Submitted to: National Cotton Council Beltwide Cotton Conference
Publication Type: Proceedings
Publication Acceptance Date: 1/9/2001
Publication Date: N/A
Citation: N/A

Interpretive Summary: There are many kinds of microscopic worms called nematodes that feed on the roots of cotton and other crops, debilitating the plants and markedly decreasing yields. The direct losses to U.S. cotton farmers caused by nematodes were estimated by the National Cotton Council in 1999 to exceed $300,000,000. Although several different kinds of nematodes attack cotton, the reniform nematode and the cotton root-knot nematode are the most important in the U.S. A small number of cotton cultivars are resistant to the root-knot nematode but none are resistant to the reniform nematode. This publication briefly reviews the information available today regarding genetic sources of resistance to the reniform nematode among several thousand wild cotton varieties whose seed are maintained in the U. S. cotton collection. These varieties are not suitable for cotton production on a farm because the cotton lint they produce is insufficient or of low quality. However, nematode resistance genes in them can be transferred into agronomic varieties to make it possible for farmers to produce high quality cotton lint profitably in areas where nematodes are a serious problem.

Technical Abstract: Most research on cotton nematodes has been on the cotton root-knot nematode, Meloidogyne incognita.
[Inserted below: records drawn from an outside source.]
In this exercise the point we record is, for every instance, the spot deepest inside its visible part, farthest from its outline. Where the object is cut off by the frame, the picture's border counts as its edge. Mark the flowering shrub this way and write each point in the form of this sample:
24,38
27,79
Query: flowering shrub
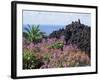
30,61
40,56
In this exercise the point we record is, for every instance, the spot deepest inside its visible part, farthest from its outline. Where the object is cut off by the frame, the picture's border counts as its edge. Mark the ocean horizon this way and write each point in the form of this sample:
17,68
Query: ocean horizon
46,28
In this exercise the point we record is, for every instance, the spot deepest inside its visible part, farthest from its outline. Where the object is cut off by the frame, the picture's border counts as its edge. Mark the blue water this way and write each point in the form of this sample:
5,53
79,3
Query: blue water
48,28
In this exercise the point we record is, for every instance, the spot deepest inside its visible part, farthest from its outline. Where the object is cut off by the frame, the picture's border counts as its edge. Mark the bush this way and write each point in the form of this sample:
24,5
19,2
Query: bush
30,61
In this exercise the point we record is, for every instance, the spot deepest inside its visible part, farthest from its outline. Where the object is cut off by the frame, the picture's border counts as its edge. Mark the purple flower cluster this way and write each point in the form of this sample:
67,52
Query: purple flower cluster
70,56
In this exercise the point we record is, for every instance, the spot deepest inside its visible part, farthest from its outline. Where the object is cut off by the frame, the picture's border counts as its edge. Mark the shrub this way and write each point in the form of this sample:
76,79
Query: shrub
30,61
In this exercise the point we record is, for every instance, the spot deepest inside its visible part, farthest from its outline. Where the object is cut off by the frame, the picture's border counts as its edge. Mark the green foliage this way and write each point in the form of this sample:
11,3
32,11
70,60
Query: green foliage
56,45
30,61
33,33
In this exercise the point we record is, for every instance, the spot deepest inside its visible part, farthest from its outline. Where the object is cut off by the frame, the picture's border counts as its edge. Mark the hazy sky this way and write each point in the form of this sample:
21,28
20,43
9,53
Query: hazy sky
54,18
50,21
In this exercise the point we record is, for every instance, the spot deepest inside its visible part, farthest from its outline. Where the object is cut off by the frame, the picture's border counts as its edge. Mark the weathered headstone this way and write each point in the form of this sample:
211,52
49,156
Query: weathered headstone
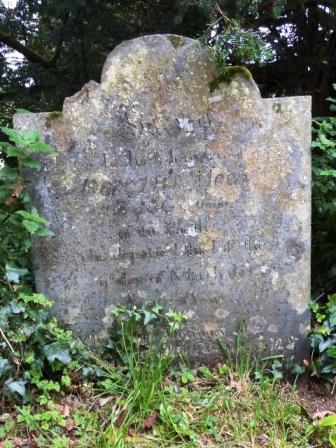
172,184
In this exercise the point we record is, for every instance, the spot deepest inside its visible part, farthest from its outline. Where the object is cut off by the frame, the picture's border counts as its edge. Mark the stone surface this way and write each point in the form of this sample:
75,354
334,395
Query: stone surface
164,189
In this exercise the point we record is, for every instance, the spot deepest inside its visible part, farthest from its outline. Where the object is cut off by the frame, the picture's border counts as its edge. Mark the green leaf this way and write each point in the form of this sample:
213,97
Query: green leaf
31,216
10,174
13,274
37,299
56,350
31,226
148,317
329,420
18,386
4,366
22,111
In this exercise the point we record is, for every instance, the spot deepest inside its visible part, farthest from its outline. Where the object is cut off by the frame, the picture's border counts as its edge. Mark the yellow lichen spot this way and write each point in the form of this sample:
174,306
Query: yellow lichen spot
272,328
211,327
205,239
220,186
221,313
298,287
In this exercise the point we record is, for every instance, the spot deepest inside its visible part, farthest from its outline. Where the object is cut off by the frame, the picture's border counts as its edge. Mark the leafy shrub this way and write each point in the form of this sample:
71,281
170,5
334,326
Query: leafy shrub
324,200
34,351
231,43
323,339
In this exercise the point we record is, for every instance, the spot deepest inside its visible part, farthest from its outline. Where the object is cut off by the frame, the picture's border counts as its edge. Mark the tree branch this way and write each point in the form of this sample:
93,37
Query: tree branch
29,54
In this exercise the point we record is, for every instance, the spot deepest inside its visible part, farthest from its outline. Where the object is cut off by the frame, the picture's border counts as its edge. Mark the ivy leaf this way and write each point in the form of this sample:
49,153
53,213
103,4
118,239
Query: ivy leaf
13,274
55,350
148,317
31,226
18,386
22,111
4,366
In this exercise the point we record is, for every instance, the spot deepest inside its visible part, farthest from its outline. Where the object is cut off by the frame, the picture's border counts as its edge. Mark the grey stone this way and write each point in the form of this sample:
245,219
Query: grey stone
171,185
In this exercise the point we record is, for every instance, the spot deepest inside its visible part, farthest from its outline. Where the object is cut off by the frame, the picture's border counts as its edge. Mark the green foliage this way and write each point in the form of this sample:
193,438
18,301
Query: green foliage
323,339
135,329
324,430
32,345
324,200
235,45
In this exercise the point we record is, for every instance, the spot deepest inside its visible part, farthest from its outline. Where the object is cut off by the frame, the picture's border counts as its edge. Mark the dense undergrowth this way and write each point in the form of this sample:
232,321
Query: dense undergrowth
138,392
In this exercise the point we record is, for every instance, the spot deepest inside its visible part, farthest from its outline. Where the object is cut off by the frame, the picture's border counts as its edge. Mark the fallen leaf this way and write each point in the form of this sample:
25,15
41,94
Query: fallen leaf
103,401
70,424
4,417
17,189
131,431
66,410
149,421
319,415
10,200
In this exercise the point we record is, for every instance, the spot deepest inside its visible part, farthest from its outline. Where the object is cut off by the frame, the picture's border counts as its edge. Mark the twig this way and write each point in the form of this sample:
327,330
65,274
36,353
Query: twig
4,337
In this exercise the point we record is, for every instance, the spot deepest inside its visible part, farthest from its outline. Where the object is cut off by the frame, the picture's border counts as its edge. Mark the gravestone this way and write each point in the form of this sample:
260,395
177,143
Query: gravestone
171,183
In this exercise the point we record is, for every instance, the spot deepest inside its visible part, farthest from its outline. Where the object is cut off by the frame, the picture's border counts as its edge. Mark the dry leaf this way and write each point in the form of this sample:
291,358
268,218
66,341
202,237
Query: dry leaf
66,410
70,424
319,415
103,401
149,421
10,200
17,189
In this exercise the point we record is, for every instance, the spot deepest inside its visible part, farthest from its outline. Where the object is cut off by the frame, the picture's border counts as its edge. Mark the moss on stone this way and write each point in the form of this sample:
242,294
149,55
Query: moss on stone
52,116
228,74
176,41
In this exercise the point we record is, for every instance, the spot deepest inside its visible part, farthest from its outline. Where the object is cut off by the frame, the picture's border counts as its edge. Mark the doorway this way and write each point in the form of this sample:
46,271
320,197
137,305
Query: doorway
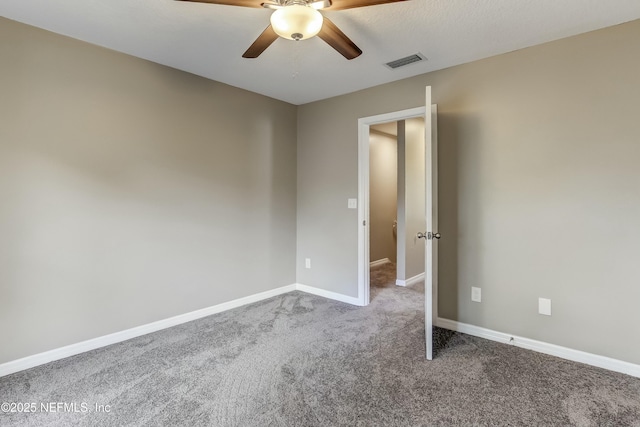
396,204
430,235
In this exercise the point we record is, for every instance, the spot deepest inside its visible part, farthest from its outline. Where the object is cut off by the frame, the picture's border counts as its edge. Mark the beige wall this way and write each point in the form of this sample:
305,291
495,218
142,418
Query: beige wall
383,192
131,192
539,188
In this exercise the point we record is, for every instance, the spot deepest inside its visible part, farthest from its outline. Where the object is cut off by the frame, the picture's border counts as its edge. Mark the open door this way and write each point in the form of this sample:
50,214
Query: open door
431,213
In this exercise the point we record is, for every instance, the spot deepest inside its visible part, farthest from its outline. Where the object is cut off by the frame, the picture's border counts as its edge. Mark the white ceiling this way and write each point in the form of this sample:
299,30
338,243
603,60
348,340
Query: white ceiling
208,40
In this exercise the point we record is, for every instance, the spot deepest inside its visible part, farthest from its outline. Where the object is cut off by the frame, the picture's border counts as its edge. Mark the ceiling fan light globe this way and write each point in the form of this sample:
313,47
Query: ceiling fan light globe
296,22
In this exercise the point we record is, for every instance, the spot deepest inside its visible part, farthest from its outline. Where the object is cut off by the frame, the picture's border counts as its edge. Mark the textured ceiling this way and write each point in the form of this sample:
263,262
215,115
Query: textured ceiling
209,40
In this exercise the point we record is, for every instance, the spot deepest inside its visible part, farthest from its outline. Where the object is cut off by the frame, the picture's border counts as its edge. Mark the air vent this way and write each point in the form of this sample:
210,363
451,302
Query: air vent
406,61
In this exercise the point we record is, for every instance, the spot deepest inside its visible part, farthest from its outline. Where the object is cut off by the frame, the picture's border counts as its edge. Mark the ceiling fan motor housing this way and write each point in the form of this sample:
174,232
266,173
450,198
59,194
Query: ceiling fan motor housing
296,22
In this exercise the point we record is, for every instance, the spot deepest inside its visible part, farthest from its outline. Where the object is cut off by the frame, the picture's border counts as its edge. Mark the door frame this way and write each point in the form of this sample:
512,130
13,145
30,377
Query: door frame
364,125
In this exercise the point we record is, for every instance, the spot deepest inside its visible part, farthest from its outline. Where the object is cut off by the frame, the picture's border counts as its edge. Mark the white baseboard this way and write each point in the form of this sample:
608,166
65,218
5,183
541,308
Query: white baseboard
543,347
410,281
379,262
328,294
81,347
103,341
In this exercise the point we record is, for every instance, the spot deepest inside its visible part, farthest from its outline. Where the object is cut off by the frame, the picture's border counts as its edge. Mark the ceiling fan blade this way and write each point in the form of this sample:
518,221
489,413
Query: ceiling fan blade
243,3
263,41
350,4
338,40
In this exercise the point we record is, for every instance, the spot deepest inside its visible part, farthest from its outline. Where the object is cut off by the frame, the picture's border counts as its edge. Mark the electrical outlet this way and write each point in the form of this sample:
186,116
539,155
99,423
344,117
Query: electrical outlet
544,306
476,294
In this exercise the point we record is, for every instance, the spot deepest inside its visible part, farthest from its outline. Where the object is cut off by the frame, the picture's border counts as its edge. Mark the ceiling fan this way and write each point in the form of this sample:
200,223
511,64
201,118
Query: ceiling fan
300,20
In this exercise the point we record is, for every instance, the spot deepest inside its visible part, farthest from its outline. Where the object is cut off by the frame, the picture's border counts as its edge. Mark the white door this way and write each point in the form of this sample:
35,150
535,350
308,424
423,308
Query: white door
431,213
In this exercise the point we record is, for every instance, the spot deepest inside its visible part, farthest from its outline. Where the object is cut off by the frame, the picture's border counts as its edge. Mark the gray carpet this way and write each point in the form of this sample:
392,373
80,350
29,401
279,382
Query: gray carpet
302,360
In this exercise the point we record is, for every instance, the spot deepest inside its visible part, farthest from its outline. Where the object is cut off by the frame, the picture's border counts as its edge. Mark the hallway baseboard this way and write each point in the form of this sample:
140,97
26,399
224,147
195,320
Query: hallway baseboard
379,262
410,281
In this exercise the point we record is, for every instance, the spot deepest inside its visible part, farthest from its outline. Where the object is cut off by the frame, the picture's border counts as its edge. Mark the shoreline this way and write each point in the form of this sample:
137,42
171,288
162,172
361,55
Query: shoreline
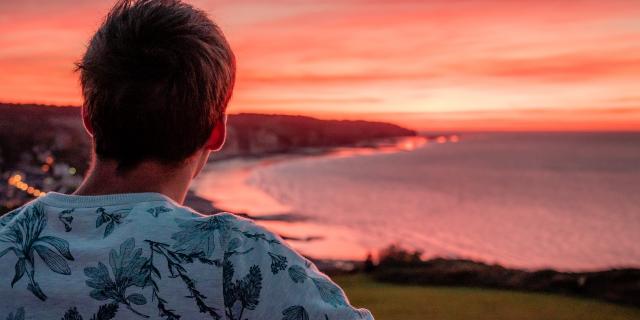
281,219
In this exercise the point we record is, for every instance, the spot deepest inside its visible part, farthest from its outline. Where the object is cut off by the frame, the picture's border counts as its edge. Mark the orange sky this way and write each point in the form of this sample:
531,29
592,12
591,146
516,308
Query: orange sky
458,65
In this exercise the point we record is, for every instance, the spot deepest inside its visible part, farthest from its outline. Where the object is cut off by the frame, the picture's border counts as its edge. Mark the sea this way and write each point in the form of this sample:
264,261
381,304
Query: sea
568,201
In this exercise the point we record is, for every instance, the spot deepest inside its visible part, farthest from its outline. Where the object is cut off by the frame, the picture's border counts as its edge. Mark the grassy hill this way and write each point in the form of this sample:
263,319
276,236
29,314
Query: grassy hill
393,302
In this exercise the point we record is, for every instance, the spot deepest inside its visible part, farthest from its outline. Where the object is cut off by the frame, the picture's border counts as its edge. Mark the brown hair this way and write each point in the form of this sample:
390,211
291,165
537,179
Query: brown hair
156,78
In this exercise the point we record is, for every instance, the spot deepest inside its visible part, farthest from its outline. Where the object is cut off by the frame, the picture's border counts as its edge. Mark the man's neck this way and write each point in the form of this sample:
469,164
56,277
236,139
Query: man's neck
103,178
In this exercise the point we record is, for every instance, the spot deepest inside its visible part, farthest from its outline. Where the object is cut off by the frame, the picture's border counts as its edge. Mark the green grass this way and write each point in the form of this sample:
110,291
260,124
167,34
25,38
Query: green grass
399,302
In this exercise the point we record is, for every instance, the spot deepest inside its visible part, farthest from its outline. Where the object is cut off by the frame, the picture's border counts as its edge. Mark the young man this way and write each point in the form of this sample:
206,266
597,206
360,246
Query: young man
156,79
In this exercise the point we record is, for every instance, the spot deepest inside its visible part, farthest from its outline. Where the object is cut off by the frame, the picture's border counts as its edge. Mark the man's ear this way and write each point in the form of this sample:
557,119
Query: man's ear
86,121
218,135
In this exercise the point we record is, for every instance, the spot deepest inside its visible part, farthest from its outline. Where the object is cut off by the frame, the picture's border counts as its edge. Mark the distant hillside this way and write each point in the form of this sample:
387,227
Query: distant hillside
252,134
23,127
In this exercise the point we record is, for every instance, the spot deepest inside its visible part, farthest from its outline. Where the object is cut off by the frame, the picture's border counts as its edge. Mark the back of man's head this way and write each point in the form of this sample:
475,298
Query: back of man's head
156,78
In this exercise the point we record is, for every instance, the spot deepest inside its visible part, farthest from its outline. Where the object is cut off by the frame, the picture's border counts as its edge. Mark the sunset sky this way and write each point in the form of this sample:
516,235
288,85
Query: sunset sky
459,65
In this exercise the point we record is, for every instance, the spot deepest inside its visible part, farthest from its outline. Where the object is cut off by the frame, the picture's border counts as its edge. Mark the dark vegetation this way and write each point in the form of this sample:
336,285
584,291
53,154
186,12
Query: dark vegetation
397,265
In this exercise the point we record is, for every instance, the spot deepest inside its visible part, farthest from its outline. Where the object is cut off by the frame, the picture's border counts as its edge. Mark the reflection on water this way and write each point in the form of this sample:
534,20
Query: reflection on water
226,183
566,201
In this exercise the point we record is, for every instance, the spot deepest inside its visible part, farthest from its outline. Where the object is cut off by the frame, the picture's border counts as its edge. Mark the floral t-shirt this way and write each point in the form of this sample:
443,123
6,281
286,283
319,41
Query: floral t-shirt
142,255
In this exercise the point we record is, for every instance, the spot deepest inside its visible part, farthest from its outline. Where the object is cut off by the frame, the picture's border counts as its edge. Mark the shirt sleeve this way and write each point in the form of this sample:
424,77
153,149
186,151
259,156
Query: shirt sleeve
264,278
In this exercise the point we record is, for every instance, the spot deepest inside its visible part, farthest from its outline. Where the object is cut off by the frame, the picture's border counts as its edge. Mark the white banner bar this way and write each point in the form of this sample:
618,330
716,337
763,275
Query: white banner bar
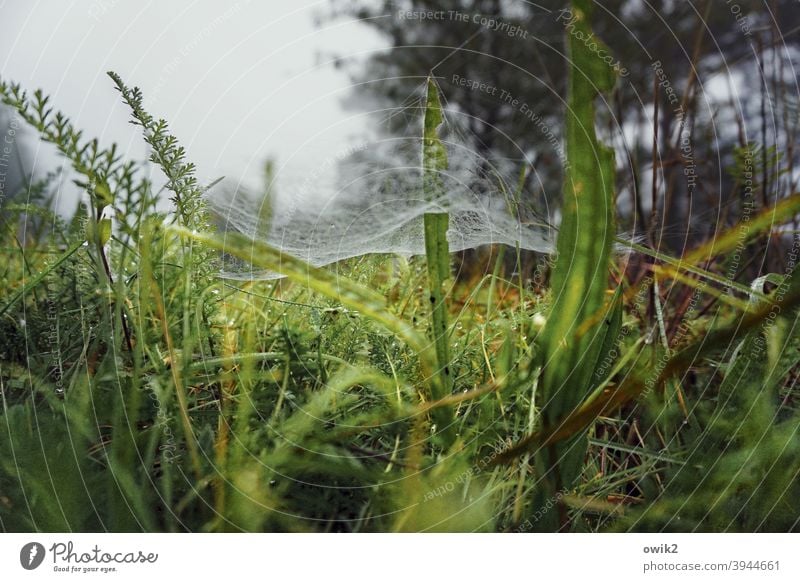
402,557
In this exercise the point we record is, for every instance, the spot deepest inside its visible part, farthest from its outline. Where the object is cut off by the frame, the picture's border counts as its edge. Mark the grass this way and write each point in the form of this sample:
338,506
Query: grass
141,392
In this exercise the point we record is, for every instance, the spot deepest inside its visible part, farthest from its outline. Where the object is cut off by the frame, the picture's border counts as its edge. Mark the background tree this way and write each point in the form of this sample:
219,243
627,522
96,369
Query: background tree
698,45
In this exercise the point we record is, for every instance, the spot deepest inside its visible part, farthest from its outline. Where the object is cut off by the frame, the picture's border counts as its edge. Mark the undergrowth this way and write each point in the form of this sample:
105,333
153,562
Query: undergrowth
141,392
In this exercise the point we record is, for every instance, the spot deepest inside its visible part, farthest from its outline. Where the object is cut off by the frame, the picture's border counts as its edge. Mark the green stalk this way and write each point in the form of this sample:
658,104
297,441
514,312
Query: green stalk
437,252
574,336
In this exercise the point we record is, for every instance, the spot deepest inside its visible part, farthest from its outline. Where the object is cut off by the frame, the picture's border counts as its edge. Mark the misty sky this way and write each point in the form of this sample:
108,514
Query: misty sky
238,81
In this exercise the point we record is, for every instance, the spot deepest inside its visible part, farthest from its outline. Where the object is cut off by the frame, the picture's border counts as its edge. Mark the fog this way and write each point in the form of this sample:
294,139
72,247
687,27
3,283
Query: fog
238,82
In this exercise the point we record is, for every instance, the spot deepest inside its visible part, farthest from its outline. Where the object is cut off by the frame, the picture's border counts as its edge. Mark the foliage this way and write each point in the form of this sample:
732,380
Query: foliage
141,392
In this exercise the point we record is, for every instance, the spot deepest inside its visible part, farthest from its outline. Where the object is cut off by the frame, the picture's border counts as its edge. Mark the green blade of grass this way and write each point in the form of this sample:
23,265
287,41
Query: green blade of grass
434,161
580,275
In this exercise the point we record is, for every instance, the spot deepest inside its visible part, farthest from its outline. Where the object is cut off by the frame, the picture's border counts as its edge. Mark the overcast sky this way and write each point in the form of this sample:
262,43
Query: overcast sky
238,81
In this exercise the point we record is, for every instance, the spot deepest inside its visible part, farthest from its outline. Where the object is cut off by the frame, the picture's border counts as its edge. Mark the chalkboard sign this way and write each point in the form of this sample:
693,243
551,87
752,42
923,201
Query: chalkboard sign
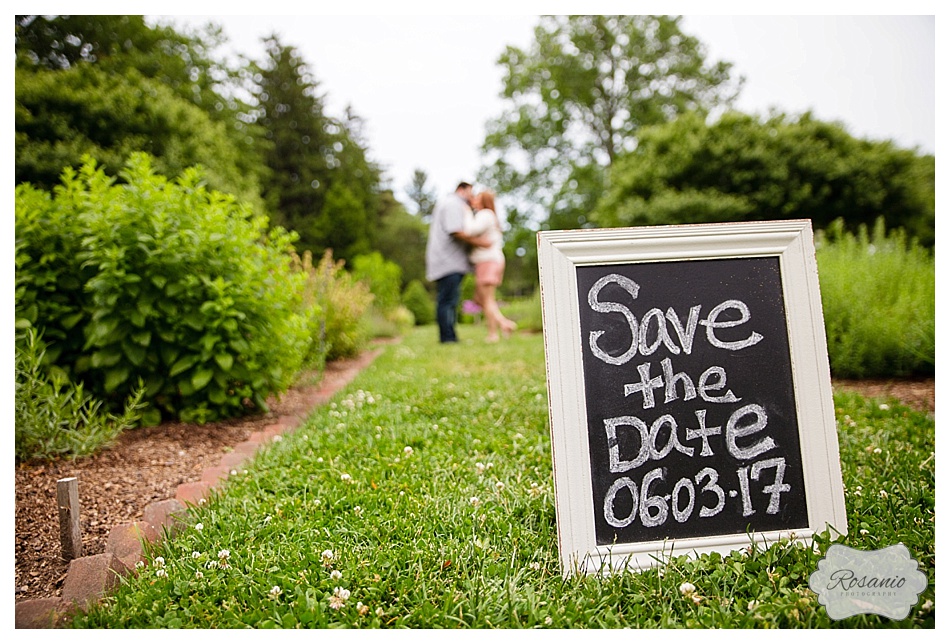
689,389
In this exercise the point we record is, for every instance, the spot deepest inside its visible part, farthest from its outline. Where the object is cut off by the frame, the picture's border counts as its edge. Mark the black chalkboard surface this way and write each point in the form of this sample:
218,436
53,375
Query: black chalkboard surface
691,409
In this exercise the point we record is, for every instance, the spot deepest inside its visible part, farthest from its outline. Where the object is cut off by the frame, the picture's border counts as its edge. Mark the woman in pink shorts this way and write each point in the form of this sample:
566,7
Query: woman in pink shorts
489,263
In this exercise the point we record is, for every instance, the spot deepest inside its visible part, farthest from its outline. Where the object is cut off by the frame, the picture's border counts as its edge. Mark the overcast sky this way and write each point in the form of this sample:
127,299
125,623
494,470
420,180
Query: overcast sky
427,84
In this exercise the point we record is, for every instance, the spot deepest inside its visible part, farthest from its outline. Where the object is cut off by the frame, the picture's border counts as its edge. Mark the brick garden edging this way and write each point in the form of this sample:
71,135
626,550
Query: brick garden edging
91,578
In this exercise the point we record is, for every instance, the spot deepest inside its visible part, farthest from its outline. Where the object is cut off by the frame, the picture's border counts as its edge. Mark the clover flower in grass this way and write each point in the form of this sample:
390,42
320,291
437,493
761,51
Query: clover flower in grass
338,600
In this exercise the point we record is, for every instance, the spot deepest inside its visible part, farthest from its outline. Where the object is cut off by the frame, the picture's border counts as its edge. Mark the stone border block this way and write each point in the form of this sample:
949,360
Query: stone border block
91,578
127,542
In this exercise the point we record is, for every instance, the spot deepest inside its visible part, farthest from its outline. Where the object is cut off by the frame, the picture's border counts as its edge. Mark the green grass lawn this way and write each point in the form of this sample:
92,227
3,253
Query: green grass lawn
422,497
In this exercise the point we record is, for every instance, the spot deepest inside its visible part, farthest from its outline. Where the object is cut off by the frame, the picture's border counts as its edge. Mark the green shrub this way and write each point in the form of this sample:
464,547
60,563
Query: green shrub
54,418
164,282
383,277
878,297
416,298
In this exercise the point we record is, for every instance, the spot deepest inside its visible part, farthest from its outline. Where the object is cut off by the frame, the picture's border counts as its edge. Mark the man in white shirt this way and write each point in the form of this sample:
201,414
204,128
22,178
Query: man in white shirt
447,255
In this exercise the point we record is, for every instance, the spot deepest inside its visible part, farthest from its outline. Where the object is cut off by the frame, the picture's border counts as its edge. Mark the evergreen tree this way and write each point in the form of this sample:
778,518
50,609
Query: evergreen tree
297,144
323,184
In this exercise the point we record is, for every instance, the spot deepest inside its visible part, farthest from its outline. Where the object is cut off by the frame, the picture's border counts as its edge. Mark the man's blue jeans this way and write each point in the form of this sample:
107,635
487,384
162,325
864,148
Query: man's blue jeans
448,291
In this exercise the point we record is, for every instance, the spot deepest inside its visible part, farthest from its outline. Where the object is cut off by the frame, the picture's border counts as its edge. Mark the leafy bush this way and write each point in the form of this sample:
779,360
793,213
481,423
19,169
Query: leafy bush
54,418
383,277
416,298
164,282
878,296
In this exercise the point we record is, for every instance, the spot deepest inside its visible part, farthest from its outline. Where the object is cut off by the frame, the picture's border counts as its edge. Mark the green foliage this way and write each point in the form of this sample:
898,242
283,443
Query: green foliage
578,98
417,299
526,311
427,485
401,238
54,418
742,168
62,116
168,283
345,301
878,293
383,277
322,185
422,197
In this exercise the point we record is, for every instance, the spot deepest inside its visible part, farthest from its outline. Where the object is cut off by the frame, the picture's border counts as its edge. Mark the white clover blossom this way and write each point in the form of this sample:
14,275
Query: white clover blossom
338,600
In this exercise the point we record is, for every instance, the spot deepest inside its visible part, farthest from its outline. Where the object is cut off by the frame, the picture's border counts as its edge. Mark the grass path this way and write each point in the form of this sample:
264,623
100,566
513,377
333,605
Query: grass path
421,497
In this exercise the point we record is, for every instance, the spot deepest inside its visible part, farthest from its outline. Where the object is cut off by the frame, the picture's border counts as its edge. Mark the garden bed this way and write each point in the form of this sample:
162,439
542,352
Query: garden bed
147,465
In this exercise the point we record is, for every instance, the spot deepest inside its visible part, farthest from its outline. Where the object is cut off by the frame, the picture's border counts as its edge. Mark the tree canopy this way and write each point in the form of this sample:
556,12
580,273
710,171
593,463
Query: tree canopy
322,183
578,98
743,167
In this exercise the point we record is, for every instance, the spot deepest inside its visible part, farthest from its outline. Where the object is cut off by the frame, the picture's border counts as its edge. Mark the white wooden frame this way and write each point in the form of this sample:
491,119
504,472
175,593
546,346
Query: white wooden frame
559,253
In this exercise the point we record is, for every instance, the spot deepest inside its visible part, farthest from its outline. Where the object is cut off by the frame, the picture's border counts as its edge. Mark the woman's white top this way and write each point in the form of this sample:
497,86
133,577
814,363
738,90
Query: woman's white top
485,222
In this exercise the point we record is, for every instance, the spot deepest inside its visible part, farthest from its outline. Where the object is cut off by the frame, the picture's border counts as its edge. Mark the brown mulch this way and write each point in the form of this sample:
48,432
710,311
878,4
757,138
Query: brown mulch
144,466
148,465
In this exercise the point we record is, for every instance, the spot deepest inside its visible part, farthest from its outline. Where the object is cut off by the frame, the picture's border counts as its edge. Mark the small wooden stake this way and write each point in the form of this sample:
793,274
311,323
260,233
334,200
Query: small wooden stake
70,535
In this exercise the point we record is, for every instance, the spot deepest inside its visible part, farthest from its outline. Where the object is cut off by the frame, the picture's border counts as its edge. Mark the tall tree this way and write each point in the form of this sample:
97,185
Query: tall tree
742,167
578,97
109,85
297,144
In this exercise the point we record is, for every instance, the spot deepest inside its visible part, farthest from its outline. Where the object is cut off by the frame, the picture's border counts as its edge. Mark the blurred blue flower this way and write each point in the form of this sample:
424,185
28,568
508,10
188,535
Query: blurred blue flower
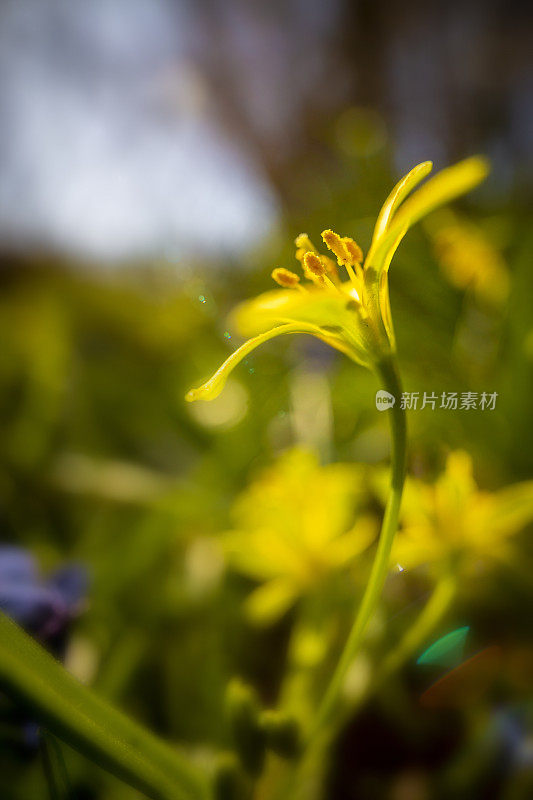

The reniform nematode (Rotylenchulus reniformis) is a relatively new and fundamentally different problem. It already has become apparent that the best ways to manage this nematode will be different as well. Root-knot nematode-resistant cultivars have been developed from G. hirsutum germplasm but the development of reniform nematode-resistant cultivars probably will require the transfer into Upland cotton of nematode resistance genes form other species of Gossypium. The most promising sources of resistance are within the species G. barbadense, G. longicalyx, and G. arboreum.